Hungry in October: SPT

Nationally, Zimbabwe is more food secure at the end of 2011 than it has been for several years. However, a recent report by Solidarity Peace Trust reveals that parts of Zimbabwe suffered serious crop failure earlier this year and a million people are still predicted to need supplementary feeding.

A pregnant young woman stands in her empty kitchen in Gwanda.
A pregnant young woman stands in her empty kitchen in Gwanda.

In Gwanda, the report shows that almost half of households indicated a day without food in the recent past. Only 17% of families reported eating three meals a day, meaning that 83% of households were, weeks before the onset of the official "hungry season in October", already making food compromises daily.

Grazing is critical, and people are travelling further to find water. This has been one of the hottest Octobers on record. Several families reported that baboons were killing and eating young goats and chickens, as the hunger now affects all living creatures in this area. Several families had no livestock left at all, not even one chicken.

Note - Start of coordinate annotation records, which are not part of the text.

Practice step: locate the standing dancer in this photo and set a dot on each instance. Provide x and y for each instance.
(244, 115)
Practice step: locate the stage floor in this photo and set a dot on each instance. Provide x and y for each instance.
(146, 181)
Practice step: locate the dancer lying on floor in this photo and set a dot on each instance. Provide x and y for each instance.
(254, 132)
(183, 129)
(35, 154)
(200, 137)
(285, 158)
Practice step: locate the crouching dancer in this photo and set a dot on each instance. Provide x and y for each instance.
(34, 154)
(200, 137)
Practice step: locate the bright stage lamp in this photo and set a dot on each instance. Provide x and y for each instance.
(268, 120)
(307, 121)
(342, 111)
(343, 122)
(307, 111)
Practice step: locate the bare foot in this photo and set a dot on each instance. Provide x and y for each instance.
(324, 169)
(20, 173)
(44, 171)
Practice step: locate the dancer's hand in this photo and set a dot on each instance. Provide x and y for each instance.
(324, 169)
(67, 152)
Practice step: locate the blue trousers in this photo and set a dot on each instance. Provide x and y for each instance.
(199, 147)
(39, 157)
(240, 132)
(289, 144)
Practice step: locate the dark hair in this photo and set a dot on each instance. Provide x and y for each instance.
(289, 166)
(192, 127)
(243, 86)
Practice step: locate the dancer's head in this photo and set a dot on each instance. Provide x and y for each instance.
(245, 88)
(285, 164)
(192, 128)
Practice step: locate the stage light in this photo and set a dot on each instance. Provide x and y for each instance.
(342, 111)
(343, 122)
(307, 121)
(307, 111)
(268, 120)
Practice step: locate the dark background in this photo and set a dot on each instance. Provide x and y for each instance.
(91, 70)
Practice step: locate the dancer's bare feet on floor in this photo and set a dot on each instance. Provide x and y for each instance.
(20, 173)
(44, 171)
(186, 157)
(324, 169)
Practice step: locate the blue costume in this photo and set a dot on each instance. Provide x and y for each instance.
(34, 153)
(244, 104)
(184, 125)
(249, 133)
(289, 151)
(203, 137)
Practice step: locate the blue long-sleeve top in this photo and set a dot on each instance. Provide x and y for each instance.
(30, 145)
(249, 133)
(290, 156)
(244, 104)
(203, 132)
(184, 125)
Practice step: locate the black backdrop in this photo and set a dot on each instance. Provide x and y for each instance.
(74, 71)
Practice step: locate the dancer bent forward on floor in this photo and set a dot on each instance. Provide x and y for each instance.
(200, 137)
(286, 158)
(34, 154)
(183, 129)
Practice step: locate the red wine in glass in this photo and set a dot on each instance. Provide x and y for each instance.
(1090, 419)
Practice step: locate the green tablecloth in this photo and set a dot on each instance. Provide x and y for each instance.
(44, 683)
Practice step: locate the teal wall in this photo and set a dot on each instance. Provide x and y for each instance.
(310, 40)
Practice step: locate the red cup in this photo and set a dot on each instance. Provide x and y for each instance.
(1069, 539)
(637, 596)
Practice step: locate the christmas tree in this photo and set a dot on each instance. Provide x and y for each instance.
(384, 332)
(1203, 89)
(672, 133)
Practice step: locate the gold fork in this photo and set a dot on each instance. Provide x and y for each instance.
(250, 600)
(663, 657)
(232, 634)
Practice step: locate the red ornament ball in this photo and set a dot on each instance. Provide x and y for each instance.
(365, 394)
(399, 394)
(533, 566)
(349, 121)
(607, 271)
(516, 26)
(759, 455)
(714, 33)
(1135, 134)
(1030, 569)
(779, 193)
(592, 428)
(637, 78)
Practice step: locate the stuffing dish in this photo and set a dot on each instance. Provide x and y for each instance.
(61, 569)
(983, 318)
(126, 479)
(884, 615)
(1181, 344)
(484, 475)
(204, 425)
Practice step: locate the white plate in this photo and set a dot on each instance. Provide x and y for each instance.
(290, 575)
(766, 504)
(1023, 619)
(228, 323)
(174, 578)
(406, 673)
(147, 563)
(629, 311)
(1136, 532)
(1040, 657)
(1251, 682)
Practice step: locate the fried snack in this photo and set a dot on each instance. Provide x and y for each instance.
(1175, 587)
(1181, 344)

Of concern by the end of October, is that supplementary feeding has not yet started, nor has the distribution of seed, yet the first rains have arrived. If people are to avoid yet another season of crop failure, there is an urgent need for free agricultural inputs to roll out now.

Deindustrialization

This hunger – already so extreme ahead of the recognized "peak hunger season" that officially lasts from October to February – is taking place at a time when Bulawayo, traditionally the source of employment and resources for Matabeleland, has seen a cataclysmic loss of jobs in industry in the last two years. This means that part of the greater support system for rural Matabeleland is highly compromised. The report traces the recent economic history of the region, and efforts to regenerate industry.

As deportations from South Africa gain momentum, the 17% of rural families that receive monthly remittances stand to lose this little extra means of support. All families with members in the Diaspora will have extra mouths to feed during the hungriest months of the year. Deportees to Zimbabwe have little likelihood of finding formal, productive employment and will merely exacerbate the plight of struggling households.

Recommendations

In addition to recommending urgent provision of both food and seeds, the SPT made the following recommendations:

1. Food handouts are not a permanent solution; there is a need to urgently address matters of economic development.

2. It is imperative for the SADC facilitation to proceed with greater urgency in order to facilitate a more constructive dialogue with donor countries over more substantive development assistance.

3. Civil society in Zimbabwe needs to include the social and economic rights of all Zimbabweans.

4. The recommendations made to Cabinet to promote the recovery of industries in Bulawayo need to implemented speedily in order to regenerate some of the 20,000 jobs lost there in the last two years.

5. The Government of South Africa should reconsider its policy of renewed deportations of Zimbabweans.